But Genemarkers was among the Michigan businesses that recalibrated its work to help fill gaps in what the state needed to combat COVID — such as medical devices, personal protective equipment and clinical services. Its pivot to COVID testing marked a dramatic change for the company, but also provided an injection of state and federal funding, which allowed Genemarkers to boost its staff at a critical time. 

“We learned about our own capabilities … and felt like we played a significant role in helping our community,” Langerveld told Bridge Michigan about the last two years.

Ray Albert
Ray Albert, Genemarkers employee, and CEO Anna Langerveld look at test kits that will be sent to COVID clients. (Bridge photo by Paula Gardner)

Genemarkers took on regular, high-volume testing for many of the state’s skilled nursing facilities.

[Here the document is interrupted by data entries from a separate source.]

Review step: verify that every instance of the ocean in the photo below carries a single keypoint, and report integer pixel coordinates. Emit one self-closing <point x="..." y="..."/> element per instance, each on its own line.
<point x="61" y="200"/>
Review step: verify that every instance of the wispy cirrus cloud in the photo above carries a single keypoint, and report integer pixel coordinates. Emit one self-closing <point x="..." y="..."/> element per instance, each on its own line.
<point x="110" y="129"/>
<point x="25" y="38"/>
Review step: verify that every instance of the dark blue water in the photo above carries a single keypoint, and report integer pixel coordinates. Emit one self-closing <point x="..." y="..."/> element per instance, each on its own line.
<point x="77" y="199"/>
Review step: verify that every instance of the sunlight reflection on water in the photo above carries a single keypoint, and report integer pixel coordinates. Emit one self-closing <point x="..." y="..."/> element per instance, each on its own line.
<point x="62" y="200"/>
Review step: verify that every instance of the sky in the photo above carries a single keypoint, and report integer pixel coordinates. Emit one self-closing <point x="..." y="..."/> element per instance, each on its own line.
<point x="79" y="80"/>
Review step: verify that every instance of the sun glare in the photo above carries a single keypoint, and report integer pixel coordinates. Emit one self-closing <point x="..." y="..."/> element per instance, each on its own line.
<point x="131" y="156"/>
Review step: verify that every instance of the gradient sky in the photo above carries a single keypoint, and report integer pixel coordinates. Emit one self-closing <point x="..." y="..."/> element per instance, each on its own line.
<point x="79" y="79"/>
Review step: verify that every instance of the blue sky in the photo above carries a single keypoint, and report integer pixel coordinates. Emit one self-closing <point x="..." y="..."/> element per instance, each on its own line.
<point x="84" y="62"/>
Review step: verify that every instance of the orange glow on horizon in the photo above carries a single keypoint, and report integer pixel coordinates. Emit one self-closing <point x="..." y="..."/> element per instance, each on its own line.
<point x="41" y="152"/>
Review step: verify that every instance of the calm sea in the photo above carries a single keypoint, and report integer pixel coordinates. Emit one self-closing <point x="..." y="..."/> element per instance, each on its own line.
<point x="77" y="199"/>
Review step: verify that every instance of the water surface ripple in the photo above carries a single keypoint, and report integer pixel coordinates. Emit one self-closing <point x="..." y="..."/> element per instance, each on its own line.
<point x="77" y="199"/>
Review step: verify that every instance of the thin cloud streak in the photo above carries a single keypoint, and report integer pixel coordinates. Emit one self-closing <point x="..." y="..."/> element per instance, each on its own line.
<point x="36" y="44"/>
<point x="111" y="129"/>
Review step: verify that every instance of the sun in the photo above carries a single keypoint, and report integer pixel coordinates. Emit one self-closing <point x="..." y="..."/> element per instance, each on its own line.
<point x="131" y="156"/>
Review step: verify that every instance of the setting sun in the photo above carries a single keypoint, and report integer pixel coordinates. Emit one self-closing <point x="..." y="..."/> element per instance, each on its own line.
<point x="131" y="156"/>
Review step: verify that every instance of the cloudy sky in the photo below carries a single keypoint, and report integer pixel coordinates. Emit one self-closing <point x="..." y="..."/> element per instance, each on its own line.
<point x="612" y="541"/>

Some had mandates to test biweekly, which exceeded the capacity of hospitals and established labs. The company also helped independent pharmacies and colleges start testing programs.

Genemarkers was among 12 Michigan small businesses that in mid-April 2020 shared $1 million in grants to retool and manufacture pandemic-related supplies. More than 300 companies applied for the funds.

Genemarkers joined companies like TentCraft in Traverse City, which pivoted to making portable medical tents, and Oxus America Inc., which made a key part for ventilators, in retooling its business to meet the pandemic moment.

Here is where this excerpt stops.